Member of the Colorado House of Representatives from the 64th district
- In office January 9, 2023 – August 21, 2025
- Preceded by: Richard Holtorf
- Succeeded by: Scott Slaugh

Personal details
- Party: Republican
- Children: 1
- Profession: Marine corps and Army National Guard veteran, sheriff's deputy, firefighter
- Website: www.armagost64.com

= Ryan Armagost =

American politician

Ryan Armagost is an American former politician who represented Colorado House of Representatives District 64 from January 2023, until his resignation in August 2025. District 64 includes parts of Larimer and Weld counties in Colorado and includes the communities of Greeley, Johnstown, Berthoud, Millikin and Mead. Armagost is a Republican.
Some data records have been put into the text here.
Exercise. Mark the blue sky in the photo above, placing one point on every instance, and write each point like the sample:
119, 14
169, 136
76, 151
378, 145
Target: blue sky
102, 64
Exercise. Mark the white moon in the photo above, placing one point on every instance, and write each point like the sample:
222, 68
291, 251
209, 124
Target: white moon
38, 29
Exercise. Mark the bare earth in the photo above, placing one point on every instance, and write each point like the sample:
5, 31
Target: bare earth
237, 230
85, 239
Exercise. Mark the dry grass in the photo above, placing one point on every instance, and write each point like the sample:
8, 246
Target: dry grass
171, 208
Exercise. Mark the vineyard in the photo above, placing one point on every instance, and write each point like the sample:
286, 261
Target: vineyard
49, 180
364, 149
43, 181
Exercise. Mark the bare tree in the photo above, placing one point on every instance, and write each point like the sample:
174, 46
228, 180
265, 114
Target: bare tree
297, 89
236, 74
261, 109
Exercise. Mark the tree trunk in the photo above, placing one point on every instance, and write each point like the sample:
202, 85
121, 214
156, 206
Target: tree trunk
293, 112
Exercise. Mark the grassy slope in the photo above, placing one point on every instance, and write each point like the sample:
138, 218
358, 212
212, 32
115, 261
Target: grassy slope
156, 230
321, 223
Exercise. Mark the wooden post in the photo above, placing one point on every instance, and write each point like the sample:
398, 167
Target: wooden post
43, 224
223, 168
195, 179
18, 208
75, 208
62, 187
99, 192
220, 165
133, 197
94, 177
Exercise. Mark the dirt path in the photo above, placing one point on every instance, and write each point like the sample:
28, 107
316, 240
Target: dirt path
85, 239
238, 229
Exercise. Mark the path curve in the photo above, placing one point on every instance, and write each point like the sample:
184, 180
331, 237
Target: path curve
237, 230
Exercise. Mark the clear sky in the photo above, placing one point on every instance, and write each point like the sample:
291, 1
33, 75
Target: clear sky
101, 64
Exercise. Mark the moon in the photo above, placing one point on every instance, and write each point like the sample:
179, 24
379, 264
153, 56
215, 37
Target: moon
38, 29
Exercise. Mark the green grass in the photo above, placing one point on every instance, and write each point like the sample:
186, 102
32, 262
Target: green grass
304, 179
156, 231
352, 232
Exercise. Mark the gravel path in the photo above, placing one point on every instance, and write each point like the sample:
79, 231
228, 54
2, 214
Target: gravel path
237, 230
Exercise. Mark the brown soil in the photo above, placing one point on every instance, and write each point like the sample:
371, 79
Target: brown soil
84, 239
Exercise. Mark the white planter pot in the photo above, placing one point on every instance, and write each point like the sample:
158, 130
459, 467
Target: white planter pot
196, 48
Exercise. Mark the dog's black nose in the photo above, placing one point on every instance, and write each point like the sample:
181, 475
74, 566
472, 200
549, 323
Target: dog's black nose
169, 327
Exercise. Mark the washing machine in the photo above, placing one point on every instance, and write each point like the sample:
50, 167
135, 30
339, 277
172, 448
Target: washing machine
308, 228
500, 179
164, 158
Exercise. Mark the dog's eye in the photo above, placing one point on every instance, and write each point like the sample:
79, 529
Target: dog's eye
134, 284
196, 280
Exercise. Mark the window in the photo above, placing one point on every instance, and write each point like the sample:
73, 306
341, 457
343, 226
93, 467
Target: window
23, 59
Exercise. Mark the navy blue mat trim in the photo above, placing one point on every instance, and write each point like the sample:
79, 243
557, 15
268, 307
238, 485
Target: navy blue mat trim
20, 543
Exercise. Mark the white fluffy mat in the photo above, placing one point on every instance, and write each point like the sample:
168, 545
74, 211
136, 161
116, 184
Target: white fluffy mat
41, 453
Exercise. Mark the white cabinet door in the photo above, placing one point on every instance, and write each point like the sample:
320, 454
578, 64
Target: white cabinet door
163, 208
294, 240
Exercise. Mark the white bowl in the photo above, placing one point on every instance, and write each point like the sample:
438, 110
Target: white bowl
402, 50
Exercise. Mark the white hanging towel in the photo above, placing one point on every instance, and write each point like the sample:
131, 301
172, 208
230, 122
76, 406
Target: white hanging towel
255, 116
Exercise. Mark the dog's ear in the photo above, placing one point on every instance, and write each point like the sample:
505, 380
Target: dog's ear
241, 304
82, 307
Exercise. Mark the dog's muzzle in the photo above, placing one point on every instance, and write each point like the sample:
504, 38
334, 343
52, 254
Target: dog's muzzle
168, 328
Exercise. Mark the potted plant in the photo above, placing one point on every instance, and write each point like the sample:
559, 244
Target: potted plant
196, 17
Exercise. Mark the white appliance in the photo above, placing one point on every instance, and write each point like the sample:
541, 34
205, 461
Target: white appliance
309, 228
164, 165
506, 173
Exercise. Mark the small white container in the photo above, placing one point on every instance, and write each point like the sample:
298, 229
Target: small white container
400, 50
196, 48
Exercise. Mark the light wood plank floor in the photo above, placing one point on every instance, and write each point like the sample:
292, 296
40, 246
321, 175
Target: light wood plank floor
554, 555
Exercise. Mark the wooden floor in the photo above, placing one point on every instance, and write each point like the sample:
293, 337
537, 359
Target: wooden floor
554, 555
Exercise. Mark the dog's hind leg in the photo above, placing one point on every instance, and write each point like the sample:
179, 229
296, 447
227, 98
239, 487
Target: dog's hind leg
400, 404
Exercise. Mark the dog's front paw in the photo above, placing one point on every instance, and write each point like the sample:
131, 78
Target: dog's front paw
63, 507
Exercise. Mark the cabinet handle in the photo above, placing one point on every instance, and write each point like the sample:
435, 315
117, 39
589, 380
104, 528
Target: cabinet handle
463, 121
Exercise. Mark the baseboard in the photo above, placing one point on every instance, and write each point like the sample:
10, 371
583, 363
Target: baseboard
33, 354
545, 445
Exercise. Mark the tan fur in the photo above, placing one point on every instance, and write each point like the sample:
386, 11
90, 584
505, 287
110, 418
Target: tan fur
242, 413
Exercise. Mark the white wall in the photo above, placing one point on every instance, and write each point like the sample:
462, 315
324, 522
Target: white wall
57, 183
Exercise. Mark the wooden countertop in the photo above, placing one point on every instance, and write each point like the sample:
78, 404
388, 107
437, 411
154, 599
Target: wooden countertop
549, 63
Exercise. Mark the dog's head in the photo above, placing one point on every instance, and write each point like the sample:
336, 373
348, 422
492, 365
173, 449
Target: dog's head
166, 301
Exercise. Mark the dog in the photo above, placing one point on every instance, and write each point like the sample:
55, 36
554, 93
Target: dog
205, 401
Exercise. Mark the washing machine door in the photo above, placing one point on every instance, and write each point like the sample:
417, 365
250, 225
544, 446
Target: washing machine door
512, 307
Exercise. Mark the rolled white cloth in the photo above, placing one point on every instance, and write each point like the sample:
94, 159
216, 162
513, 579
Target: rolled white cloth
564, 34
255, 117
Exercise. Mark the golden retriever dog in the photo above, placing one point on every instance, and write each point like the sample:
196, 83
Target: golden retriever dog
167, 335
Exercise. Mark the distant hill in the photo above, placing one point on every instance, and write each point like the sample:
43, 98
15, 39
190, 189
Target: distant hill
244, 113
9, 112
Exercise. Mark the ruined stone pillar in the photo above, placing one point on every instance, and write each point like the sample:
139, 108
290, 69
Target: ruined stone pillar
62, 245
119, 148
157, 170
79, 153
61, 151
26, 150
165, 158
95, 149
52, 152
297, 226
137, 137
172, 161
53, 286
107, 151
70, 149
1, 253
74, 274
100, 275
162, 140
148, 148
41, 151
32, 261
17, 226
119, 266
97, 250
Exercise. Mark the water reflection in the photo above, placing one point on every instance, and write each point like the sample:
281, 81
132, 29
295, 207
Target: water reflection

In April 2025, Republican Representative Richard Armagost shared a photo of Democratic Representative Yara Zokaie of Fort Collins in a Republican House caucus group chat on the encrypted messaging app Signal, and the photo was shortly after circulated on social media leading to blatant sexual harassment and threats against her and her school age children -- Armagost resigned from his seat in the Colorado House of Representative on August 21, 2025, while facing a pending censure resolution against him for this incident.

==Background==
Currently, Armagost works as a firearms instructor and in executive protection. He recently also worked for two years as a volunteer firefighter in Evans, Colorado. Before that, he worked for ten years as a Larimer County sheriff's deputy. He is a veteran of the United States Marine Corps and the Army National Guard.

==Elections==
===2022===
In the 2022 Colorado House of Representatives election, Armagost defeated his Democratic Party opponent, winning 62.65% of the total votes cast.
===2024===
Armagost ran for re-election in 2024. In the Republican primary election held June 25, 2024, he ran unopposed. In the general election held November 5, 2024, Armagost defeated his Democratic Party opponent, winning 63.50% of the total votes cast.